Press releases are typically rather dry material and not exactly prone to humor, but researchers at Savannah Research National Laboratory (SRNL) preface the news release for their impactful glass microsphere breakthrough, with a riddle. "What looks like a fertilized egg, flows like water, gets stuffed with catalysts and exotic nanostructures and may have the potential of making the current retail gasoline infrastructure compatible with hydrogen-based vehicles of the future – not to mention also contributing to arenas such as nuclear proliferation and global warming?"

The Bulletin, the monthly magazine of The American Ceramic Society, carries their answer (PDF).  Unlike many press releases, their work is truly very different than other existing research in that it represents a whole new class of materials that can be used for diverse storage purposes, by having properties similar to both a liquid and being solid in form.  The new material consists of tiny hollow spheres, known formally as Porous Wall-Hollow Glass Microspheres (PW-HGM). 

The spheres measure a scant 2-100 microns in diameter.  This puts them at smaller than the width of a human hair.  The key asset of the spheres are tiny pores which adorn their surface.  These pores can be controlled by processing to measure from 100 to 3,000 Angstroms and they form full tunnels between the inner and outer wall, through which chemicals of controlled sizes can pass.

SRNL Researchers G.G. Wicks, L.K. Heung, and R.F. Schumacher led the project.  In it they showed hydrogen and other gas adsorbents, as well as other chemicals, could be pumped in through the pores.  This allows for relatively safe solid-state storage of hydrogen or other reactive gas by limiting their exposure to the atmosphere, with which they would react.

The new research treads on foreign ground, as the tiny nanoscale pores have never been seen before.  The tiny structures were photographed in a series of images taken by the researchers. 

A major application of the new material is gas streaming filtering.  By adjusting the porosity, the material will act as a filter, absorbing one type of gas and letting the others pass.

Most promising yet, the microballoons can have their mechanical properties tweaked to act like a fluid, including flowing along pipes.  This means that current gas distribution infrastructures could be modified to transport solid hydrogen, with little change.  This in turn would amount in savings of money and effort spent.  The hardy little microballoons are also easily recycled and reused, thanks to their strength.
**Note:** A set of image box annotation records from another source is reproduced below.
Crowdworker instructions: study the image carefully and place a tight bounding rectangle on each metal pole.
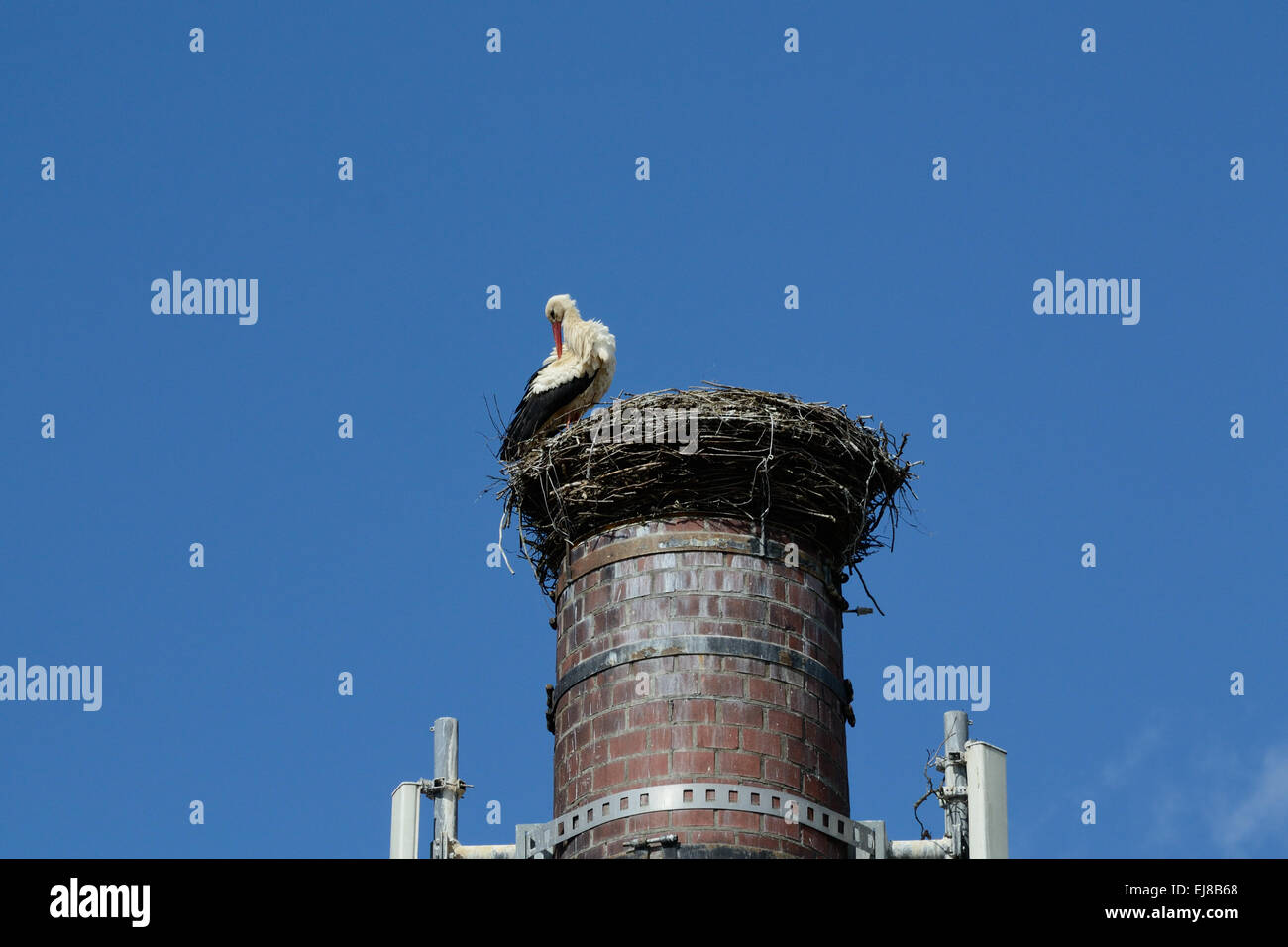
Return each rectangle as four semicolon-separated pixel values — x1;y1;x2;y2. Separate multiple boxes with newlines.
433;716;459;858
944;710;970;858
389;780;420;858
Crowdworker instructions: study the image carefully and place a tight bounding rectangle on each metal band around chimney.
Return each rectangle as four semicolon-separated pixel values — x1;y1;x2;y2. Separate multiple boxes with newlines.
542;783;872;848
551;635;849;706
555;523;841;600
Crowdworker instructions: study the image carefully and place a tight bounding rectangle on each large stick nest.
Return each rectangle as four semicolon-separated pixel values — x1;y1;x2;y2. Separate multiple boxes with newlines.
496;382;921;594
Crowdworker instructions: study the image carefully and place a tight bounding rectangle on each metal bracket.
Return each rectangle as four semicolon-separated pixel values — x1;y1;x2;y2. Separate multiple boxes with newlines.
420;776;473;798
622;835;680;852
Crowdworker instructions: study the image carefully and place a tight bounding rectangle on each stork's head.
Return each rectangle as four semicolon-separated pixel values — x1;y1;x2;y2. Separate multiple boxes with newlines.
546;292;579;359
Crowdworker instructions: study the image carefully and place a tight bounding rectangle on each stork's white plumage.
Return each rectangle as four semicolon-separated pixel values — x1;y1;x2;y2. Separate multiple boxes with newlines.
501;292;617;460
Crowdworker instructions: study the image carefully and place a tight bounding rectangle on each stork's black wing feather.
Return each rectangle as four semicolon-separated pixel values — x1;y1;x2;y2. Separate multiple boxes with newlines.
501;368;593;460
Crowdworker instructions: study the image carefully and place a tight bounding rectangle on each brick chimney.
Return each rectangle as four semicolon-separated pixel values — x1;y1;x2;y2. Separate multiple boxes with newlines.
553;518;851;858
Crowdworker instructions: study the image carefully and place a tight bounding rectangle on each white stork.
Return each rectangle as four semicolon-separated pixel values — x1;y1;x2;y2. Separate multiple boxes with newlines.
501;292;617;462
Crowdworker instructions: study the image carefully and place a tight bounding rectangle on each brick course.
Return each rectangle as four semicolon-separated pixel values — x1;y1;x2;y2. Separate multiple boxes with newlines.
554;519;849;858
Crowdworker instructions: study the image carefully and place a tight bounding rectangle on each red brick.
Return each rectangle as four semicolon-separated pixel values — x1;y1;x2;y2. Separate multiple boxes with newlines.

The research is not going unnoticed.  Toyota is sponsoring the SRNL to bring the technology to market to help it with its hydrogen vehicles.  Gas purification and separation companies are also making deals with SRNL.  And the Medical College of Georgia is working closely with SRNL researchers to apply a modified version of the microballons for drug delivery.  In total the Lab has over a dozen partnerships or collaborations.

The research is truly quite exciting and unique, it’s good to see it getting such attention from big names in commerce and academia.  With this new class of materials, scientist will have an entirely new material, which treads the solid-liquid barrier offering many unique properties that are the best of both worlds.